Miracle ! Un accord pour la fermeture du parc nucléaire entre 2022 et 2025 est finalement trouvé par la gouvernement Michel I en mars 2018. Une bonne nouvelle, qui comprend cependant quelques difficultés. Quatre critères doivent être respectés pour que cet accord fonctionne : un approvisionnement énergétique alternatif suffisant, le respect des accords de Paris sur le climat, le maintien d’un prix abordable pour tous et la sécurité des installations.

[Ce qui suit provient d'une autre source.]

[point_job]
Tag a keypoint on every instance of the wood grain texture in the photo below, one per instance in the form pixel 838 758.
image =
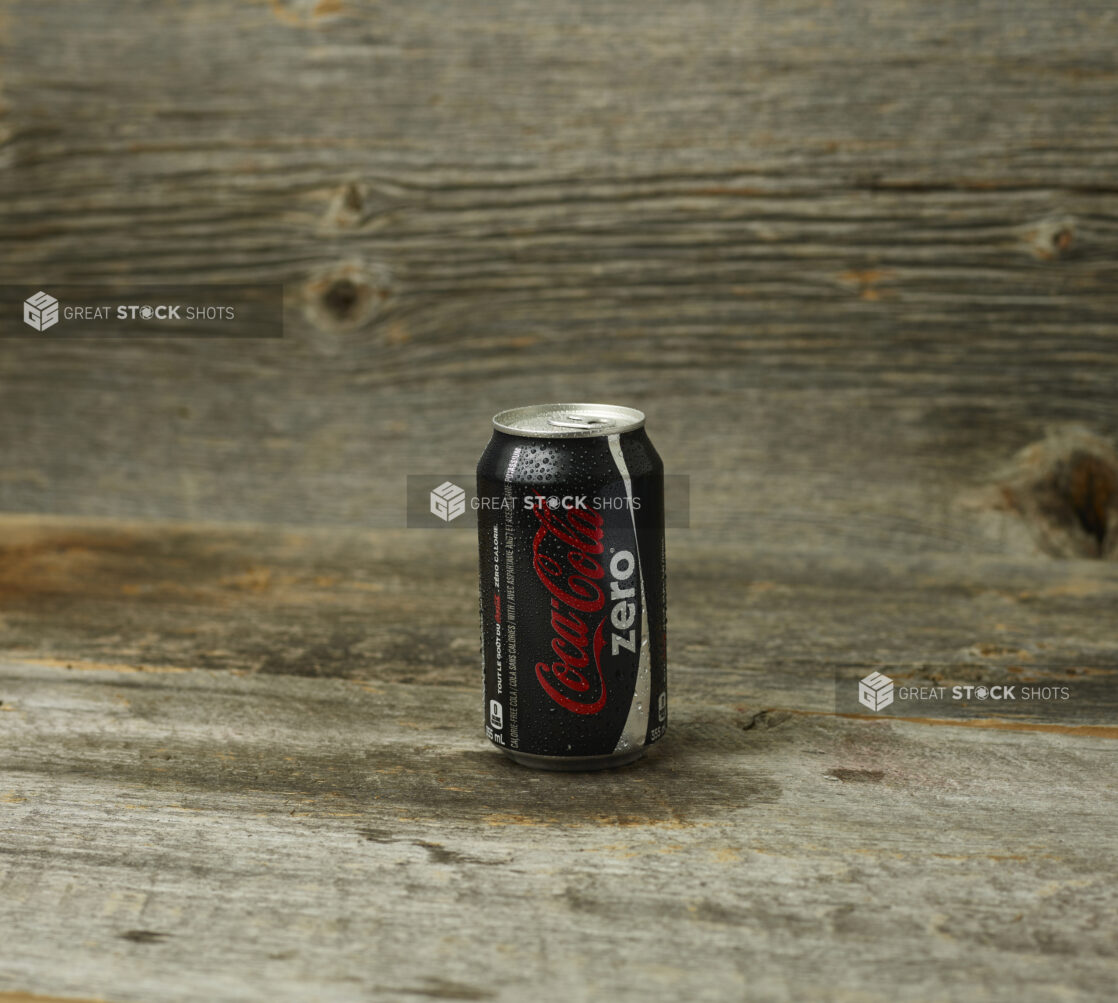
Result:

Les écologistes jubilent… Dès octobre 2020, ils sont de retour au gouvernement fédéral avec comme Premier ministre Alexandre De Croo (Open-VLD). La N-VA, le plus fervent opposant à la sortie du nucléaire, n’est plus de la partie. Les socialistes, des alliés de la première heure, rejoignent la cause et le Premier ministre est plutôt favorable à cette sortie.

Mais cette fois-ci, c’est une nouvelle fois le MR qui fait des siennes. Alors que Charles Michel et Marie-Christine Marghem (MR) se positionnaient plutôt pour la sortie du nucléaire durant leur mandat, c’est maintenant Georges-Louis Bouchez qui s’y oppose. Selon l’actuel président du MR, l’approvisionnement via les alternatives aura un impact conséquent sur les prix et les centrales électriques au gaz émettent également du CO2. Mais une étude de l’Université de Gand ainsi qu’un rapport du SPF Économie remet en cause les doutes que Georges-Louis Bouchez.

L’espoir est grand du côté des écologistes pour ces nouvelles négociations. Tine Van der Straeten (Groen), l’actuel ministre de l’Énergie sous le gouvernement « Vivaldi », ne baisse pas les bras et souhaite fermer toutes les centrales nucléaires d’ici 2025. Est-ce possible ? Rien n’est moins sûr en tenant compte du passif de ce dossier qui traîne au 16 rue de la Loi depuis bientôt 19 ans.